Saturday, June 16, 2018
Given Harris's iconic status, it's surprising to realize she had her share of flops too, and fell out of favour in the country world for a long stretch. Now she's Americana, the ultimate roots artist, but back in 1985 she was still considered a Nashville star. That is, until this concept album. She called it a country opera, and it marked her first release after her personal and professional split with producer Brian Ahern. Instead it was made with new partner Paul Kennerley, the songwriter who bequeathed her the hit Born To Run (not the Springsteen one). For the first time since her obscure 1969 folk debut, Harris would write all the songs, quite a departure for an artist who had made her name with striking cover versions, known as the singer's singer.
Harris had a story she wanted to get out, a personal one. Sally Rose was based on herself, and this was a re-imagination of her time with the legendary Gram Parsons. Harris had sung harmonies at his side for a year, and had made it her career goal to continue his music after he died. The story told of Sally Rose wasn't true-to-life, and a lot more than just the names were changed. It had been mythologized, but the point was clear, Sally loved The Singer, as Emmylou had loved Gram.
Country radio had loved Emmylou, but didn't for the singles from this album. They were perhaps a little too involved in the plot, not obvious and easy to digest, and even too smart. That translated into diminished album sales and a lack of tour buzz too. Wouldn't you know it, Harris had made the most substantial album of her career, and also just torpedoed it. She went back to covers soon after, and spent a decade bouncing around stylistically before teaming up with Daniel Lanois for Wrecking Ball, attracting a new audience that became known as Americana, and once again feeling confident in her writing skills.

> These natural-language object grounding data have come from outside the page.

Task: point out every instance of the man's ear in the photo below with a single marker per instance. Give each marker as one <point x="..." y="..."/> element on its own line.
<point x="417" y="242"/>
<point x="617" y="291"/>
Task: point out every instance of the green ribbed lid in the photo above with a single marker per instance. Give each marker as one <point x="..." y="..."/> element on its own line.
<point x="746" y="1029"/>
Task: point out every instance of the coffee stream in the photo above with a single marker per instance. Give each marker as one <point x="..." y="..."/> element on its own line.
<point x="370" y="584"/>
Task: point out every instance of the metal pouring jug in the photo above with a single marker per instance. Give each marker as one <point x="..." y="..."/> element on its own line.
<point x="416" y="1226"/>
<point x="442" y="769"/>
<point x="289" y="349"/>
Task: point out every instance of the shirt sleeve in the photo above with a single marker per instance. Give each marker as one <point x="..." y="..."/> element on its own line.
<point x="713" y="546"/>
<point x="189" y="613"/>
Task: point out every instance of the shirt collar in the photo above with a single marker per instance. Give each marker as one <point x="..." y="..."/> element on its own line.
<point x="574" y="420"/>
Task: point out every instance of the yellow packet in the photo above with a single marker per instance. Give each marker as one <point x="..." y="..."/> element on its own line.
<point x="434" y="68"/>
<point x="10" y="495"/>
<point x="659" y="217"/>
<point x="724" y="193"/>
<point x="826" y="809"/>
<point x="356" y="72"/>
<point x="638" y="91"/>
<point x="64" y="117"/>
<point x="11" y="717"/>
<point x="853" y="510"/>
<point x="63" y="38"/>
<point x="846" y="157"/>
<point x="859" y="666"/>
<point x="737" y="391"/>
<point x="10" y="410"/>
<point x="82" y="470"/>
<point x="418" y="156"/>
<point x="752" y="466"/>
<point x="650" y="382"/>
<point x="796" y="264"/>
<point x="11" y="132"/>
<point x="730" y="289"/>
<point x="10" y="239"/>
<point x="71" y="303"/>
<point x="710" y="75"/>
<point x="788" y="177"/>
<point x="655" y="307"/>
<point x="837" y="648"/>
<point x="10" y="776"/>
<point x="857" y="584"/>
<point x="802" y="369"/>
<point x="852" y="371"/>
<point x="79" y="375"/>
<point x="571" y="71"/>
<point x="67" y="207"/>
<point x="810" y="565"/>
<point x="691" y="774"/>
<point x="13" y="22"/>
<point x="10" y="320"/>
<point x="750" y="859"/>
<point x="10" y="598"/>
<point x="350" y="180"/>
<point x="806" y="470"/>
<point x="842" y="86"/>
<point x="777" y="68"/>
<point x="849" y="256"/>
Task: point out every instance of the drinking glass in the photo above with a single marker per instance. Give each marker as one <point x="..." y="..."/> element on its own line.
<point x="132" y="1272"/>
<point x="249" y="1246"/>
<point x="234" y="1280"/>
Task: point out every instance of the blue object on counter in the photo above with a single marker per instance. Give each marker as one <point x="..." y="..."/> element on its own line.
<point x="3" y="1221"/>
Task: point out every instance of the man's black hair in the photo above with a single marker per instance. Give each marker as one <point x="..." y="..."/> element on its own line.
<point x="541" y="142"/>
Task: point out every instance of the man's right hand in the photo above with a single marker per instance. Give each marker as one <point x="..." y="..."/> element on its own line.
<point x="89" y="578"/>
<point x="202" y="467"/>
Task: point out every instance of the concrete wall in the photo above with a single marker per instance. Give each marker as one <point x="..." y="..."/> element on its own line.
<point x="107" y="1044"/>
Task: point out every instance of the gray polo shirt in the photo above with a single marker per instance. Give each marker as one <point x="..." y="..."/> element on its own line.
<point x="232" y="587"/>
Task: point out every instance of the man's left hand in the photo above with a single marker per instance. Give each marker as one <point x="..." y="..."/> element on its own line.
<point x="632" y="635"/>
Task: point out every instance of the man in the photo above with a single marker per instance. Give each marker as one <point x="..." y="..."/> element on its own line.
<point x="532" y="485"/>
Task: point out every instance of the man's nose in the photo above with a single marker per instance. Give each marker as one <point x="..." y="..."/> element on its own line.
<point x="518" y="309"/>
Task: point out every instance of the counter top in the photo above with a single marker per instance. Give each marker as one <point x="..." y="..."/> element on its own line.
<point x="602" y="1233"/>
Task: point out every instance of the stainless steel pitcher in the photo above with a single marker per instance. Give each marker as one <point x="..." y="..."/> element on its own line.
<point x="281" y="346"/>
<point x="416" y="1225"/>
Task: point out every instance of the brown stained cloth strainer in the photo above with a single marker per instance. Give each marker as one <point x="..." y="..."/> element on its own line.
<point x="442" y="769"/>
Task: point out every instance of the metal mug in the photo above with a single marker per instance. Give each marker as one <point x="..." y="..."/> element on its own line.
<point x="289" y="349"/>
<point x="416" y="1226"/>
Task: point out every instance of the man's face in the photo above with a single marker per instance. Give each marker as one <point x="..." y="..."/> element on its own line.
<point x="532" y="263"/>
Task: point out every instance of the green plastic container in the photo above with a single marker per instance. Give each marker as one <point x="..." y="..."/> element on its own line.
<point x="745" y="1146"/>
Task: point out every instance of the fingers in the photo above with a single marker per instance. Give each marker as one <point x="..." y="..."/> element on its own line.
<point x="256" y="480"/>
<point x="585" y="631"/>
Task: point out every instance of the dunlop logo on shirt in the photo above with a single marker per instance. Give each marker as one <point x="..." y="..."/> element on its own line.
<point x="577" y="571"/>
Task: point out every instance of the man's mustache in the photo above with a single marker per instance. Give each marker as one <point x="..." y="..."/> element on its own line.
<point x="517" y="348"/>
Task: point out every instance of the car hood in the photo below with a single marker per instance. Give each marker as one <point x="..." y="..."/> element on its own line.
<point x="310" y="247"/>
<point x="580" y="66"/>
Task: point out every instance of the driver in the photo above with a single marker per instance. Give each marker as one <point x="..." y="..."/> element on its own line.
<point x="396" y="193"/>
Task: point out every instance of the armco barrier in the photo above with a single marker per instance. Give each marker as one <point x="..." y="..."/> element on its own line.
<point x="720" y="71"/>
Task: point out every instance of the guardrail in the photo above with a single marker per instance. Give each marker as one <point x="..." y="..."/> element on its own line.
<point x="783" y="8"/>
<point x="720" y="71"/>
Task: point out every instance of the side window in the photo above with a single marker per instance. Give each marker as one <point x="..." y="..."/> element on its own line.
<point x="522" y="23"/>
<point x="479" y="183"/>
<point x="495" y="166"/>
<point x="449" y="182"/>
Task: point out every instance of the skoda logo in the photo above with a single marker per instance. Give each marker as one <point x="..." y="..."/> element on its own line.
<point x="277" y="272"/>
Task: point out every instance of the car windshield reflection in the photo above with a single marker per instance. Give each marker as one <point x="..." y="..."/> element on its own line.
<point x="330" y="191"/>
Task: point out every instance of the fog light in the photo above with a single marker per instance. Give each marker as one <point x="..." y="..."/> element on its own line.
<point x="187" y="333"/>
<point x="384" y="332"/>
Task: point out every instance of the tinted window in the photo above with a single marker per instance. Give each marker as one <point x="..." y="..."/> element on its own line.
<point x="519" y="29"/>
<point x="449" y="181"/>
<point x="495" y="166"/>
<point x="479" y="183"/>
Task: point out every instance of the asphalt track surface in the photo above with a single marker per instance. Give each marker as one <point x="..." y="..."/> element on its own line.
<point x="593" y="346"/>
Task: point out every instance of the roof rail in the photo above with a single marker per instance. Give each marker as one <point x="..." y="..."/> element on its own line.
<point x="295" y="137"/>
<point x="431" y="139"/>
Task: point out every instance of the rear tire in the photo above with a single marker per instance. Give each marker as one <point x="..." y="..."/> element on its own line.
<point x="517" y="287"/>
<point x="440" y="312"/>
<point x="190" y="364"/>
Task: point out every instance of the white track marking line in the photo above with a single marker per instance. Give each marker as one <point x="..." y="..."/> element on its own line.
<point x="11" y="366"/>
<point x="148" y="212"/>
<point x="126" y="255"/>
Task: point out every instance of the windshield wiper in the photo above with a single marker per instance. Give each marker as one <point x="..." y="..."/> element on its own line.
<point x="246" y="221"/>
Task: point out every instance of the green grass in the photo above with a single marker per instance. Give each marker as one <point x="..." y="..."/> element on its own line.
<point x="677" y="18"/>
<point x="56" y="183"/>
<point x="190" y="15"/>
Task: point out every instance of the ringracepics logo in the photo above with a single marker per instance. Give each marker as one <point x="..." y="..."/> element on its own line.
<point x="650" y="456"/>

What everybody realized now is that not only could she write, she was fantastic, and this album was a gem. The story of Sally Rose's climb to fame while The Singer declines is actually more like A Star Is Born rather than the Gram-Emmylou tale, but no matter, the individual songs are tight and the tale fun to follow: "You better move fast 'cause tickets are tight/if you wanna see Sally Rose pick it tonight."
Friday, June 15, 2018
MUSIC REVIEW OF THE DAY: ERIC CLAPTON - LIFE IN 12 BARS (Blu-ray or DVD), LIFE IN 12 BARS (Soundtrack)
While you think you may know everything about Clapton, you'll still find lots to learn in this documentary, made with his blessing and participation, but not his interference. Director Lili Zanuck was given access to all the footage and photos he'd been storing up, and carte blanche for a story line. Clapton doesn't really have much to hide, as he told all, quite painfully, in his autobiography several years back, so the all the booze, drugs, infidelity, obsession and heartache was already on the table. What Zanuck was able to to do was invite more people to give their observations. They don't pull punches, especially exes. A real find was one of his oldest friends, an early bandmate from his first groups, The Roosters, one Ben Palmer, who stayed around as Cream's road manager, and then a friend. He's able to bring us lots of insight into what drove Clapton. Also Clapton's aunt, who witnessed some of the terrible hurt his mother caused in his life, was able to show how that trauma affected him through his adult life. In the end though, it's Clapton himself who has the best perspective, able to sift through all the lies and failings in his life, the wasted years as an addict and alcoholic, and his inability to form a genuine relationship, until conquering all those demons after the death of his son, Conor. The film really ends with the release of the cathartic Tears In Heaven, except for some well-earned accolades and his significant charity work, but that's okay, we get the point that he got his act together and the drama largely ended.